There we were in the same restaurant where a young Rudy and his civil rights compatriots — Black and white — met in secrecy on the second floor during segregation. There the youth activists were fed hot bowls of Leah Chase’s famous gumbo. Later, a bombing attempt was made at the restaurant to warn Chase about allowing the multiracial groups to meet there.
But whether in Louisiana or Mississippi, Georgia or Alabama, food was a tool of resistance and Black women were at the forefront of resisting the Jim Crow South. Black women in the Deep South made suppers and opened their humble homes to raise funds and feed the Student Nonviolent Coordinating Committee students and Freedom Riders. A decade later, the Black Panther Party’s free breakfast program provided healthy, hot meals for inner-city youth.
Food was not only a form of resistance but it was also a form of unity for those participating in the resistance. During the civil rights movement, many white activists got a taste of Southern down-home cooking for the first time. For example, Georgia Gilmore of Montgomery, Alabama was known for serving delicious Southern meals that warmed the souls of freedom-fighting Black and white activists including the Rev. Martin Luther King Jr.
Lombard’s peaceful disobedience in desegregating restaurants and lunch counters was an act of resistance. It was a force of light so that future generations could break bread in peace together no matter the race, gender, ethnicity, sexuality or social class. The very act of dining together is intimate, humane and sacred.

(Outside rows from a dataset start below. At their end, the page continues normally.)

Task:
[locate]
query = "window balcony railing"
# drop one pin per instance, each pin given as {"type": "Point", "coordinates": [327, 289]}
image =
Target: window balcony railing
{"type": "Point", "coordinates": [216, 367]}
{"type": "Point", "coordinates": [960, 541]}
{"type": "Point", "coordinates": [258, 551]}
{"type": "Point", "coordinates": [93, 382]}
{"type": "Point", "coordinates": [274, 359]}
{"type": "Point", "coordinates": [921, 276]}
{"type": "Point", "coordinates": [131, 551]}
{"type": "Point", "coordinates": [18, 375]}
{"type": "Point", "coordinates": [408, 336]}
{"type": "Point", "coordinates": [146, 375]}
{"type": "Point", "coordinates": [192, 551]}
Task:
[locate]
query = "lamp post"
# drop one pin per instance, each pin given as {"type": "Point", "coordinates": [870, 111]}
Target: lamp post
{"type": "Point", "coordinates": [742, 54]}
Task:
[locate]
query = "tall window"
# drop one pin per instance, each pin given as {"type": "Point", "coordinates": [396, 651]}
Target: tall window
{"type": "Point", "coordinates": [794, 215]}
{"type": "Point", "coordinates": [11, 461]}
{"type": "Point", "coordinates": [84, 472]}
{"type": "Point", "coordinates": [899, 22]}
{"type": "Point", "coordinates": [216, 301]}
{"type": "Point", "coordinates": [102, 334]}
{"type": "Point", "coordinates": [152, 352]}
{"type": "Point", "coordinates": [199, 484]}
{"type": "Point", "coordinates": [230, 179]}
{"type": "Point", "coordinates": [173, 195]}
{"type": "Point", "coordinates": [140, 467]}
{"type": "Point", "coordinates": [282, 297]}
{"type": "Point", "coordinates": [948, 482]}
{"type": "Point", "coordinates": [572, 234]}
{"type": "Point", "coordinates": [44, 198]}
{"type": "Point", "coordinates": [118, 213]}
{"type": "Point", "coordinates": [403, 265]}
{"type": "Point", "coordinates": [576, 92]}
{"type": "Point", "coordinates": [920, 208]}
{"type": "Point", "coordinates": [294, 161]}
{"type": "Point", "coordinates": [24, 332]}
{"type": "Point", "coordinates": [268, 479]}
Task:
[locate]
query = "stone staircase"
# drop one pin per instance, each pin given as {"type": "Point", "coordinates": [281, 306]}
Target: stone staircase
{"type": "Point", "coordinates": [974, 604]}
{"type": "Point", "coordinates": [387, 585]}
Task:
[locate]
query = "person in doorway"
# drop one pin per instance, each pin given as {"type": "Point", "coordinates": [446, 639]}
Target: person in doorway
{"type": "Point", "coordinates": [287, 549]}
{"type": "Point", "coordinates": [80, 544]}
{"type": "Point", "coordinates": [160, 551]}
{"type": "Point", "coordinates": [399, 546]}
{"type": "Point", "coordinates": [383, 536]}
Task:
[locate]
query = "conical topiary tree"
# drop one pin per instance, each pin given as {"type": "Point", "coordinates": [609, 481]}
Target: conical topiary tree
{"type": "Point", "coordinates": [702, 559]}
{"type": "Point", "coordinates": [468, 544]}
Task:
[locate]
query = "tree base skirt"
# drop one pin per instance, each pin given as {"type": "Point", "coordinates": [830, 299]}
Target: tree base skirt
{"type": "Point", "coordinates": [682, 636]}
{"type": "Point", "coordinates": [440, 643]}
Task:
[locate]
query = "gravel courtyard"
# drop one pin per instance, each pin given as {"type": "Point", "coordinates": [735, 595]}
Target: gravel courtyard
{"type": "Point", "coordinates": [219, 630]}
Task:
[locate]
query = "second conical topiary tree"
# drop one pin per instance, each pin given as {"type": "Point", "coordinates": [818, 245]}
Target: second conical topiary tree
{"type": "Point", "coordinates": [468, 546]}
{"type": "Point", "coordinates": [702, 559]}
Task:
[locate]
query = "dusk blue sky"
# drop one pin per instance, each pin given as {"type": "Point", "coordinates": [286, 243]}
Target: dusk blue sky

That weekend, Lombard invited his closest friends to his living repast at New Zion Baptist Church at the corner of Third and Lasalle streets. The same church in the New Orleans Uptown neighborhood is where a chapter of King’s Southern Christian Leadership Conference was formed.
We all sat in the church listening to stories of the movement and how a young Rudy Lombard and New Orleans activists such as David Dennis Sr., Don Hubbard, Jerome Smith and Oretha Castle Haley were pivotal in fighting for the rights we hold so dear today.
As Lombard second-lined down the street with all of his friends waving handkerchiefs bidding him a New Orleans adieu, I said a prayer for his journey home and for all of those who sacrificed for us including my beloved father who would later die in 2021 of Lombard’s same fate, cancer. These renaissance men and women put their bodies on the line and believed in freedom, justice and equality for all to live a lush life.
Food has always been an integral part of the struggle for freedom. Black women sold baked goods that helped raise money for rides during the 1955 Birmingham Bus Boycott. Young Black and white activists in SNCC shared meals and tables. They ate at the homes of Black sharecroppers in Mississippi. And civil rights leaders often strategized over plates of fried chicken, collard greens, macaroni and cheese and cornbread topped off with sweet tea.
Food not only soothed the soul, it was also a peacemaker. Then, and now, food has been about bringing people together, not keeping them separate because of their race.